I suspect the letter writer who praised Mitt Romney as a principled, courageous senator for voting for removal, was a supporter of removal, and therefore praising Romney and disparaging, by implication, senators who voted against removal. I believe the majority of senators, who voted against and who voted for, did so in good faith, and on a principled basis.
I found the statement by Sen. Lamar Alexander of Tennessee to be a more principled approach than Romney’s. The fundamental issue was whether the president’s conduct amounted to an impeachable offense under the standard in the Constitution. I felt the better position was that by Professor Alan Dershowitz: The standard requires a common law crime in the nature of treason or bribery, which was not charged by the House. Add to that we know the framers sought to prevent partisan impeachment, or nebulous charges such as mal-administration. This impeachment failed on both counts, as it was decidedly a partisan impeachment, which charged “abuse of power.” If this belief makes Alexander or myself unprincipled in the letter writer’s mind, so be it. But such feelings add little to the discussion.

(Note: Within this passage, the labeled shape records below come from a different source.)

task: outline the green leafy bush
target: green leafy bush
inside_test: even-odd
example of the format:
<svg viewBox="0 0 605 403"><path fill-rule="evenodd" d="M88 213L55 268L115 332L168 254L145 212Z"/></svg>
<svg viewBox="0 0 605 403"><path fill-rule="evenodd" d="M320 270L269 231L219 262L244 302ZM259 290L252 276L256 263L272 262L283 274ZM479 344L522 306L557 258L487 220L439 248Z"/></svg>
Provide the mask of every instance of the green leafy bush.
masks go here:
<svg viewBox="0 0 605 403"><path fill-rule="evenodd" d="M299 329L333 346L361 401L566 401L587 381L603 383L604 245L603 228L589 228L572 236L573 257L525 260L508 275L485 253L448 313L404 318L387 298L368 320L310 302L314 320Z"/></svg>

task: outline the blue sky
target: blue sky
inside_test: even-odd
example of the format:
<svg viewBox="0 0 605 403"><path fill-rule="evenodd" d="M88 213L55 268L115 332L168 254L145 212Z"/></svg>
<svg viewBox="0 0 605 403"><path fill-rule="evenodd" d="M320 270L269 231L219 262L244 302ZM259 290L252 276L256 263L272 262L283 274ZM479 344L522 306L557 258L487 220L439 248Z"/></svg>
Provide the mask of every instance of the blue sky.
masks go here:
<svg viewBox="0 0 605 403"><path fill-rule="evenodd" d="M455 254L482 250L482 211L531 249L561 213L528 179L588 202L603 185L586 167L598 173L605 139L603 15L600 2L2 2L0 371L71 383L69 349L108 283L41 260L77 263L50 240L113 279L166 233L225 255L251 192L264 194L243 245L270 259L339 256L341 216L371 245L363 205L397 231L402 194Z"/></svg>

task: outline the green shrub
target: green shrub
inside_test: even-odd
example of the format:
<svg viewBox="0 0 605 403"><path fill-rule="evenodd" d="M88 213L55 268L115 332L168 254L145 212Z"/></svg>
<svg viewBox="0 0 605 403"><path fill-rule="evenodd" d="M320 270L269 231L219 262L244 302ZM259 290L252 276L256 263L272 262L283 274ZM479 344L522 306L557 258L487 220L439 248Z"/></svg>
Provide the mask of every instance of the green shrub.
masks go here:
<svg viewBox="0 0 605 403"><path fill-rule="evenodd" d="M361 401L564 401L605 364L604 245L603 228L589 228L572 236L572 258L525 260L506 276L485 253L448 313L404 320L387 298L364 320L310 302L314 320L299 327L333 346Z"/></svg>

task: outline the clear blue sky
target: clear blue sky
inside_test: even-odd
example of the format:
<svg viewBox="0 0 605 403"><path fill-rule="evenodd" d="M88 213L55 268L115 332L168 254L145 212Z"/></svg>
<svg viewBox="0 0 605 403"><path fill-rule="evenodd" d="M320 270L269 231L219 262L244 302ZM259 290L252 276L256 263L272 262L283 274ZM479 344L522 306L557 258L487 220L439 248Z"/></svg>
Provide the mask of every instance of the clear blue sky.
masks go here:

Finally, the assertion that a trial without witnesses is not a trial, as argued by Democratic proponents, is not true. It is standard to have “trials” without witnesses where the charges do not amount to a viable claim in the minds of judges. Not to mention that there were “fact” witnesses, all of whom were chosen by House Intelligence Committee leadership, and thousands of pages of documents, on the basis of which the House asserted they had established a legal, factual basis for impeachment. A majority of senators disagreed.